Hint: To factor the given expression ${{x}^{3}}-6{{x}^{2}}+5x$, we will first of all take $x$ as common from this expression. After taking $x$ as common, we will get the quadratic expression inside the bracket. And further we can factorize quadratic expression by factorization method. Let us suppose that we have a quadratic expression say ${{x}^{2}}+bx+c$ then to factorize it we will multiply the coefficient of ${{x}^{2}}$ and the constant and then factorize this multiplication in such a way that addition or subtraction of this multiplication is equal to b. Then it will be easier for you to further factorize the quadratic expression.
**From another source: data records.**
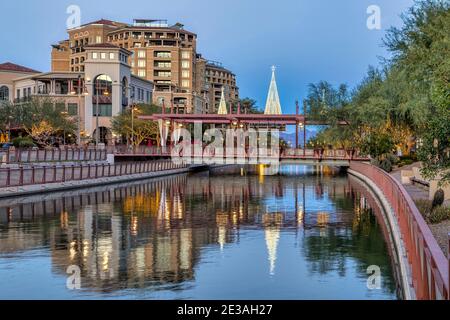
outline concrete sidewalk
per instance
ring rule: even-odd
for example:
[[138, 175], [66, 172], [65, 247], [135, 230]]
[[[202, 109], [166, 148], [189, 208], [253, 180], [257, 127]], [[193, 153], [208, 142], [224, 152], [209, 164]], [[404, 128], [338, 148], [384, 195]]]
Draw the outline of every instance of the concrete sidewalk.
[[61, 183], [48, 183], [48, 184], [38, 184], [38, 185], [29, 185], [22, 187], [9, 187], [9, 188], [0, 188], [0, 198], [10, 198], [17, 196], [26, 196], [33, 195], [43, 192], [54, 192], [54, 191], [64, 191], [70, 189], [78, 189], [85, 187], [93, 187], [100, 185], [108, 185], [115, 184], [120, 182], [127, 181], [136, 181], [136, 180], [144, 180], [148, 178], [154, 177], [162, 177], [180, 173], [190, 172], [192, 170], [198, 170], [199, 167], [191, 166], [188, 168], [180, 168], [174, 170], [166, 170], [166, 171], [155, 171], [141, 174], [130, 174], [116, 177], [105, 177], [99, 179], [85, 179], [81, 181], [70, 181], [70, 182], [61, 182]]

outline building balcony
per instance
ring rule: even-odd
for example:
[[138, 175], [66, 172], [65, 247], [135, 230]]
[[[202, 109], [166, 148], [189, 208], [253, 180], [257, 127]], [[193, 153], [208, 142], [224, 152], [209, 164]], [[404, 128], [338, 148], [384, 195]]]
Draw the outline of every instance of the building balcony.
[[14, 99], [14, 103], [26, 103], [26, 102], [30, 102], [31, 101], [31, 97], [23, 97], [23, 98], [15, 98]]

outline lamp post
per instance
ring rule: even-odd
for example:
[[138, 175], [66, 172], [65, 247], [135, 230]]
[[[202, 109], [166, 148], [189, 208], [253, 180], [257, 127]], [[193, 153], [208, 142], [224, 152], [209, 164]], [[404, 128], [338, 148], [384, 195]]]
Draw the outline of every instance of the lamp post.
[[[64, 120], [66, 120], [68, 113], [67, 111], [62, 111], [61, 115], [64, 117]], [[66, 126], [63, 125], [63, 127], [63, 146], [66, 146]]]
[[[134, 147], [134, 92], [131, 86], [127, 87], [130, 95], [130, 108], [131, 108], [131, 146]], [[127, 139], [128, 145], [128, 139]]]
[[71, 95], [78, 95], [78, 107], [77, 107], [77, 145], [81, 146], [81, 97], [87, 96], [89, 92], [87, 91], [86, 86], [81, 87], [81, 75], [78, 75], [78, 88], [77, 91], [72, 89], [70, 92]]

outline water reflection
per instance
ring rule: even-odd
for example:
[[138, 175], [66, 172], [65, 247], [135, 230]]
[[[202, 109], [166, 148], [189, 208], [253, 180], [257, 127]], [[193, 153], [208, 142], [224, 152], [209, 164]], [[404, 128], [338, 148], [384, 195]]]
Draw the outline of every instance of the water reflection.
[[[395, 298], [375, 203], [346, 176], [299, 170], [180, 175], [0, 204], [0, 297]], [[32, 252], [50, 260], [46, 285], [13, 289], [5, 279], [25, 260], [31, 279], [46, 268]], [[81, 291], [65, 288], [70, 265], [81, 268]], [[370, 265], [383, 271], [377, 292], [365, 286]]]

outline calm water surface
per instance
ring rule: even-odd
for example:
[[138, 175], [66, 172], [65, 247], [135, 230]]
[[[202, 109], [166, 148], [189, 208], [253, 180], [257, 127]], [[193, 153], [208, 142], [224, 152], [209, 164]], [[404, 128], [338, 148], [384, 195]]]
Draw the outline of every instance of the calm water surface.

Complete step by step answer:
The expression that we have to factorize is as follows:
${{x}^{3}}-6{{x}^{2}}+5x$
Taking $x$ as common from the above expression we get,
$x\left( {{x}^{2}}-6x+5 \right)$
Now, as you can see that the expression written inside is the quadratic expression $\left( {{x}^{2}}-6x+5 \right)$ and we are going to factorize this quadratic expression in the following way:
We are going to write the factors for 5 which is equal to:
$5=5\times 1$
Now, adding the two factors 5 and 1 will give us 6 so we can write $\left( 5+1 \right)$ in place of 6 in the quadratic equation and we get,
${{x}^{2}}-\left( 5+1 \right)x+5$
Multiplying one by one the elements written inside the bracket with $x$ we get,
${{x}^{2}}-5x-x+5$
 Taking $x$ as common from ${{x}^{2}}-5x$ and -1 from $-x+5$ we get,
$x\left( x-5 \right)-1\left( x-5 \right)$
Now, in the above, as you can see that we can take $\left( x-5 \right)$ as common then we get,
$\left( x-5 \right)\left( x-1 \right)$
Hence, we have factorize the quadratic expression $\left( {{x}^{2}}-6x+5 \right)$ to $\left( x-5 \right)\left( x-1 \right)$.
Hence, we have factorized the given expression as $x\left( x-5 \right)\left( x-1 \right)$.

Note:
Instead of finding the factors of the quadratic expression in the way we have done above, we can factorize the quadratic equation $\left( {{x}^{2}}-6x+5 \right)$ by finding the roots of this quadratic expression using Shree Dharacharya rule.
The roots of the quadratic equation $\left( a{{x}^{2}}+bx+c=0 \right)$ using Shree Dharacharya rule is as follows:
$x=\dfrac{-b\pm \sqrt{{{b}^{2}}-4ac}}{2a}$
Using the above Shree Dharacharya rule in finding the roots of the quadratic equation $\left( {{x}^{2}}-6x+5=0 \right)$ we get,
$\begin{align}
  & x=\dfrac{-\left( -6 \right)\pm \sqrt{{{\left( -6 \right)}^{2}}-4\left( 1 \right)\left( 5 \right)}}{2\left( 1 \right)} \\
 & \Rightarrow x=\dfrac{6\pm \sqrt{36-20}}{2} \\
 & \Rightarrow x=\dfrac{6\pm \sqrt{16}}{2} \\
 & \Rightarrow x=\dfrac{6\pm 4}{2} \\
\end{align}$
Taking the root with positive sign we get,
$\begin{align}
  & x=\dfrac{6+4}{2} \\
 & \Rightarrow x=\dfrac{10}{2}=5 \\
\end{align}$
Taking the root with negative sign we get,
$\begin{align}
  & x=\dfrac{6-4}{2} \\
 & \Rightarrow x=\dfrac{2}{2}=1 \\
\end{align}$
Hence, we have found the roots of this quadratic equation as $\left( {{x}^{2}}-6x+5=0 \right)$ as $\left( x=5,x=1 \right)$.
Now, rearranging the roots of the quadratic equation we get,
$\begin{align}
  & x-5=0; \\
 & x-1=0 \\
\end{align}$
Now, multiplying the above two equations we will get the above quadratic equation $\left( {{x}^{2}}-6x+5=0 \right)$.
$\left( x-5 \right)\left( x-1 \right)=0$
Or, we can write the factorization of quadratic expression $\left( {{x}^{2}}-6x+5 \right)$ as $\left( x-5 \right)\left( x-1 \right)$.